Fırat Teknokent’te kurduğu Yüksek Teknoloji şirketinde çalışmalarını sürdüren Prof. Dr. Yakuphanoğlu, cihazın ışık huzmesinden çıkan fotonların madde içerisinde dalga paketçikleri halinde yayıldığını bilgisayar ekranına aktarabildiğini belirterek, “Bu cihaz sayesinde fotonik teknolojilerin önü açıldı. Elektronik sistemlerin yerini artık fotonik sistemler alabilir. Geliştirdiğimiz cihaz tamamen bize ait ve bu özellikte başka bir sistem dünyada yok” dedi.

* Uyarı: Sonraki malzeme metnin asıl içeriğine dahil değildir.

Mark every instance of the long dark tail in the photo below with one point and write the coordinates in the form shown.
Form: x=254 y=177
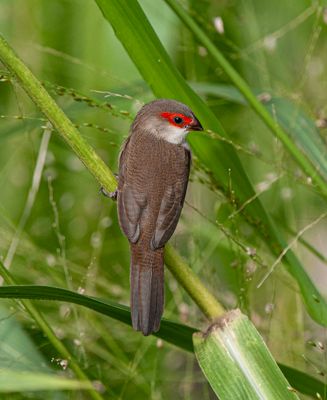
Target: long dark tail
x=147 y=288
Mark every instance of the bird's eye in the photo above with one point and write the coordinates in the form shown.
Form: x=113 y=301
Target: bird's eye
x=178 y=120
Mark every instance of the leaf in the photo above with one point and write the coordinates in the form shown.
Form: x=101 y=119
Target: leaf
x=22 y=381
x=172 y=332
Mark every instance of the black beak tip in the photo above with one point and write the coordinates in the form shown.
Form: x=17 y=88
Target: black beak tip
x=196 y=125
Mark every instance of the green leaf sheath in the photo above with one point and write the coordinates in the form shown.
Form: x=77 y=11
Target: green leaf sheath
x=249 y=371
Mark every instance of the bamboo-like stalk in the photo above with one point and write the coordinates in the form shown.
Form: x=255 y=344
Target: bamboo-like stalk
x=47 y=330
x=206 y=302
x=243 y=87
x=237 y=362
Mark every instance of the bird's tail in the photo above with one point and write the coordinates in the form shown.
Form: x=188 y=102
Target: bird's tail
x=147 y=288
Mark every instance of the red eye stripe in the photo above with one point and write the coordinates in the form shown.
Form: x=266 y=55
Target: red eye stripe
x=170 y=117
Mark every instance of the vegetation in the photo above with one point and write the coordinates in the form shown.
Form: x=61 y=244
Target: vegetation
x=252 y=230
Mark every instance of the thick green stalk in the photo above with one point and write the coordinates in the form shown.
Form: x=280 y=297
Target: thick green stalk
x=243 y=87
x=97 y=167
x=192 y=284
x=46 y=328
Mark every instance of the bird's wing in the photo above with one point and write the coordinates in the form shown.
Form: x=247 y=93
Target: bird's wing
x=170 y=208
x=131 y=203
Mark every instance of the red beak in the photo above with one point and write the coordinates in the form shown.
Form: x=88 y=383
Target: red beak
x=195 y=125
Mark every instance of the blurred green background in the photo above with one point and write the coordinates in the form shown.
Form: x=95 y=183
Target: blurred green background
x=62 y=232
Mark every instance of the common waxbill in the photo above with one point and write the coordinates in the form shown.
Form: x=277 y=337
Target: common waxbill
x=154 y=168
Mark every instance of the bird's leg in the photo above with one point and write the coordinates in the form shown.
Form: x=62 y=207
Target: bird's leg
x=111 y=195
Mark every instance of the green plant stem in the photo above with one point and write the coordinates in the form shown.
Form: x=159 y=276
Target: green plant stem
x=185 y=276
x=56 y=116
x=46 y=328
x=192 y=284
x=243 y=87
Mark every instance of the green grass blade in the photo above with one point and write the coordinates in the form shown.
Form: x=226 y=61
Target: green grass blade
x=12 y=381
x=172 y=332
x=308 y=165
x=298 y=125
x=143 y=46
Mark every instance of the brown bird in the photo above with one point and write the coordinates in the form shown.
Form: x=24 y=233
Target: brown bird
x=154 y=168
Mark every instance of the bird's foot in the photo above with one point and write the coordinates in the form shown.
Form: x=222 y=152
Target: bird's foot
x=111 y=195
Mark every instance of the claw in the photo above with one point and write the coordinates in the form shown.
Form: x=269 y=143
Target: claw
x=111 y=195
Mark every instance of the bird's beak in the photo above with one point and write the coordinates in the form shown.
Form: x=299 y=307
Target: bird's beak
x=195 y=125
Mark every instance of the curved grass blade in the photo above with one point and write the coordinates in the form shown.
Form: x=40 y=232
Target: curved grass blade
x=13 y=381
x=149 y=56
x=172 y=332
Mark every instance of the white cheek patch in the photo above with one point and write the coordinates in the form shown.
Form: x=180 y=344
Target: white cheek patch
x=174 y=135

“EİNSTEİN’IN TEORİSİ İLK KEZ DENEYSEL OLARAK KANITLANDI”
Yakuphanoğlu, fotonik sistemlerin önemine vurgu yaparak şunları söyledi:
“Einstein, 1905’te foton teorisini ortaya koyarak Nobel ödülü aldı. Ancak bu teori bugüne kadar deneysel olarak gözlemlenememişti. Biz, fotonun dalga-parçacık yapısını gerçek anlamda gösterebilen yeni bir sistem tasarladık. Geliştirdiğimiz cihaz sayesinde fotonu gözle görebildik ve bir ortama aktarabildik. Böylece foton teorisini ispatlamış olduk. Bundan sonra elektronik aygıtların yerini fotonik sistemler alacak. Bu da yüksek katma değerli ürünlerin önünü açacak.”

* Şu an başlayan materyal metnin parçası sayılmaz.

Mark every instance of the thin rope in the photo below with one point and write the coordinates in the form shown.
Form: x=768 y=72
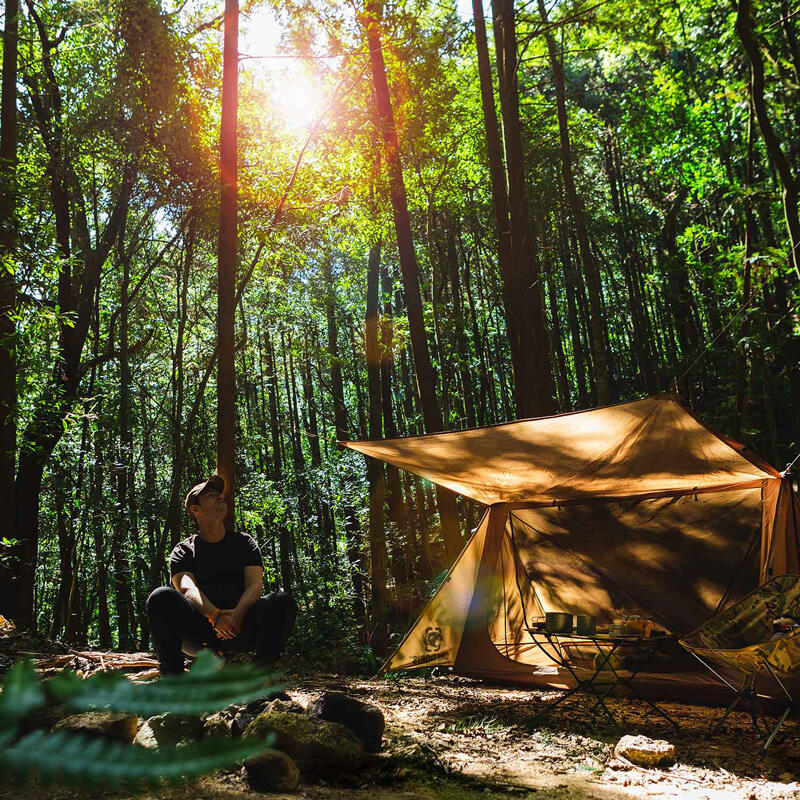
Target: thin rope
x=715 y=339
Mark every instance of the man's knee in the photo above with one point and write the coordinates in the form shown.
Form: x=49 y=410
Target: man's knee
x=282 y=604
x=165 y=597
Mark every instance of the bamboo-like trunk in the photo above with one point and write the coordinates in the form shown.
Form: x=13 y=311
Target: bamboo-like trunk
x=8 y=291
x=426 y=377
x=533 y=379
x=778 y=159
x=226 y=258
x=377 y=484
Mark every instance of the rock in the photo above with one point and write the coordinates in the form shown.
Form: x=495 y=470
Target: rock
x=645 y=752
x=100 y=724
x=321 y=749
x=286 y=706
x=364 y=720
x=43 y=718
x=272 y=771
x=216 y=726
x=169 y=730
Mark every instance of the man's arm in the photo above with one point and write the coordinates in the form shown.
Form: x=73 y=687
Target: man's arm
x=253 y=581
x=186 y=584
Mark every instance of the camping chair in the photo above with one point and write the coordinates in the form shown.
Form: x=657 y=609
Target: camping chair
x=739 y=639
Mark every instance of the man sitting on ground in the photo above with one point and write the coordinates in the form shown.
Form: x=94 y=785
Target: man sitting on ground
x=217 y=574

“TAMAMEN YERLİ ÜRETİM, DÜNYADA EŞİ YOK”
Ürünün bütün bileşenlerinin yerli imkânlarla geliştirildiğini vurgulayan Yakuphanoğlu, “Cihazımızın gerçek işlevini göstermek ve dünyada tek olduğunu ispatlamak için Türk Patent ve Marka Kurumu’na başvurduk ve patent aldık. Artık bu teknoloji tamamen bize ait. Dünyada bu özelliğe sahip başka bir cihaz yok. Elektronik kart tasarımlarından tüm parçalarına kadar kendi imkânlarımızla üretim yapabiliyoruz. Yerli üretimin en büyük avantajı, olası ambargo durumlarında dahi ihtiyaç duyulan teknolojiyi kendimizin üretebilmesi. Bu sayede farklı alanlarda yeni ürünler geliştirmek mümkün olacak” ifadelerini kullandı.